Key conclusion: A non-specific or incomplete Phase 2 investigation can uncover contamination from an unidentified source which could be off-site.
The finding could permanently damage an owner’s property and open up all parties to significant legal liability. Poorly researched and implemented Phase 1 projects can often lead to poorly justified Phase 2’s.
Poor language in Phase 1 reports have been discussed previously in ERAS newsletters, Feb, 2008, Aug 2009, Sept 2011.
A Phase 2 investigation designed to randomly search for unknown contamination in unjustified locations can have disastrous results. All involved parties in a sale could be affected in the following ways:
- Detection of unknown contamination could lead to further recommendations for additional expensive investigation;
- Any detected chemical may require the consultant and owner to report a leak to a regulatory agency;
- The owner of the Property could end up with a disclosure problem that could render their Property no longer marketable;
- Contamination of the Property, even if minor, and possibly from off-site sources could entangle the owner in environmental regulatory requirements for expensive investigation and/or remediation.

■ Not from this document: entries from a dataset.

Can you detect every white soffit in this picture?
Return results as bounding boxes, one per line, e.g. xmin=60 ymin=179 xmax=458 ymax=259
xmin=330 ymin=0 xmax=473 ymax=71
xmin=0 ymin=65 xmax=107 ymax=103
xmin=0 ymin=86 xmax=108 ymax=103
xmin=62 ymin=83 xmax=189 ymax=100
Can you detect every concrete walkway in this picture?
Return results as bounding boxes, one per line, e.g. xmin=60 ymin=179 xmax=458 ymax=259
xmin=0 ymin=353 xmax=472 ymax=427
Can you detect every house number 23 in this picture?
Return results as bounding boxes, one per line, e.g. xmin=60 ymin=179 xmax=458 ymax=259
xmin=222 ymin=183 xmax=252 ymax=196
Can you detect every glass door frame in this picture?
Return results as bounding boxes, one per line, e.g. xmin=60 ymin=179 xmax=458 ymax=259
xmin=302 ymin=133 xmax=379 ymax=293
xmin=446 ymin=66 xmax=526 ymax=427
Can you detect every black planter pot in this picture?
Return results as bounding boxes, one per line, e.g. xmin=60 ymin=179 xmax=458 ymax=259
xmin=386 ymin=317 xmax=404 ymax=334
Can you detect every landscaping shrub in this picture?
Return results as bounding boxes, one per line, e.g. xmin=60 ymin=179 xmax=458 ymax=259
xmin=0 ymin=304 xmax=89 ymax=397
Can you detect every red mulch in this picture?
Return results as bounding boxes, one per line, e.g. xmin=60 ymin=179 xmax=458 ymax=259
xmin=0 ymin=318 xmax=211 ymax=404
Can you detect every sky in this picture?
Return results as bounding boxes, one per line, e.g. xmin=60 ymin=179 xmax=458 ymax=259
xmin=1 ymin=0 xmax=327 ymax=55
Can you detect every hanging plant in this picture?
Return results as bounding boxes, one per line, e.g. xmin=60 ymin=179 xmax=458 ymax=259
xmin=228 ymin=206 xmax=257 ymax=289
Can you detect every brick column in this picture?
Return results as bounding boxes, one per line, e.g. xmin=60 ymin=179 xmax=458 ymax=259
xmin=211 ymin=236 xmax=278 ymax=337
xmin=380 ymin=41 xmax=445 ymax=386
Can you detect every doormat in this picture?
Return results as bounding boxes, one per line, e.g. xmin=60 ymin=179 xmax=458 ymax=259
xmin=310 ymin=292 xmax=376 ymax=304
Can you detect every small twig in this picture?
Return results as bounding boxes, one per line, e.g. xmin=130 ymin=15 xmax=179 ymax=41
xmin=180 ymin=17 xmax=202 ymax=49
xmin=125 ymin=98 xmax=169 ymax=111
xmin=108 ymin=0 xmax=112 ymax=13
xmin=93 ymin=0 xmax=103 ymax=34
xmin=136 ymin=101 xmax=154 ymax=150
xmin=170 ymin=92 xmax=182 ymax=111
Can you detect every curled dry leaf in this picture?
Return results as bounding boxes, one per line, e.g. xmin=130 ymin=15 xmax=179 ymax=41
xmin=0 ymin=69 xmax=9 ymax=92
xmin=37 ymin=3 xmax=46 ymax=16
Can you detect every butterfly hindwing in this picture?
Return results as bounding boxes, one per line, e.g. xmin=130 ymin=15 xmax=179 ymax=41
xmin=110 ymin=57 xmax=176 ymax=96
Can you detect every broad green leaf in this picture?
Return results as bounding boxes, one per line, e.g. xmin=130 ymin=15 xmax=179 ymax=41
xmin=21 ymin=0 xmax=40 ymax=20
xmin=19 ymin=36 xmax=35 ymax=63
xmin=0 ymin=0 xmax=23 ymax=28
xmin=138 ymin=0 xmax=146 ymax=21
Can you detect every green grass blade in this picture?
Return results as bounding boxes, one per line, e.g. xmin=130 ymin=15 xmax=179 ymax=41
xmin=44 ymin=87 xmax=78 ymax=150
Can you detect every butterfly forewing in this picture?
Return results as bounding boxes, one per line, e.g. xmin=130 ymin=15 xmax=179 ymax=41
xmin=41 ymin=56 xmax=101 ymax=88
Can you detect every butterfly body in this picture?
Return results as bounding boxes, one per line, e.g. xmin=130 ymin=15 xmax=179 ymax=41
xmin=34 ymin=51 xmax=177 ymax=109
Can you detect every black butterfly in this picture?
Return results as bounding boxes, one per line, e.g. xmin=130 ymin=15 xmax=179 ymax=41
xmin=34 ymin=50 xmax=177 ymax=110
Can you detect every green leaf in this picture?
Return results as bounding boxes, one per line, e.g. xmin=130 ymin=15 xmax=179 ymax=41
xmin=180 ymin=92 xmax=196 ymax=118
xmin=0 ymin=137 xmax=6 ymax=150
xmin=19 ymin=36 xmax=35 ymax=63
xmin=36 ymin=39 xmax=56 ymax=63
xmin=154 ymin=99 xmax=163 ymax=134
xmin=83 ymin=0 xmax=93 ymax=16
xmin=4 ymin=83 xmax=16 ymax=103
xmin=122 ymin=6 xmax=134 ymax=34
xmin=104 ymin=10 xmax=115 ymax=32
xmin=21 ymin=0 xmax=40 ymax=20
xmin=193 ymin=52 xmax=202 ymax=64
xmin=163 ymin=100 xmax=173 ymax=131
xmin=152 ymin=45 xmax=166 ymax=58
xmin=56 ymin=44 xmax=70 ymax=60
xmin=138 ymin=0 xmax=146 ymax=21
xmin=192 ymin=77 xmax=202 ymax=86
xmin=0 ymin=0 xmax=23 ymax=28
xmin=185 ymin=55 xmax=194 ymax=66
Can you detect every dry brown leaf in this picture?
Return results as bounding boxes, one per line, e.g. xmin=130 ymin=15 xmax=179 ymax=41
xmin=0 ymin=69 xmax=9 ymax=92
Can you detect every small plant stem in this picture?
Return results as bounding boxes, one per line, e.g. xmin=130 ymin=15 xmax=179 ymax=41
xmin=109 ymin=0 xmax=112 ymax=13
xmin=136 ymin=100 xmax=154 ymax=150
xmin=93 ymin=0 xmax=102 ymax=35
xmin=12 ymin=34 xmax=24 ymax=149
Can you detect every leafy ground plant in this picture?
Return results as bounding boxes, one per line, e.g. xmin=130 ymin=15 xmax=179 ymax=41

Are bankers, brokers and buyers potentially responsible for destruction of an owner’s property value? Be very certain you know the objectives and potential effects of a P-2 investigation before setting the environmental consultant loose.
ERAS recommends that bankers, who require Phase 2 investigations, notify the parties involved they may not lend on a property if contamination is found.
All involved parties should insist their environmental consultant declare and identify the consequences of detection at the Property of any specific contaminant in the specific locations being investigated.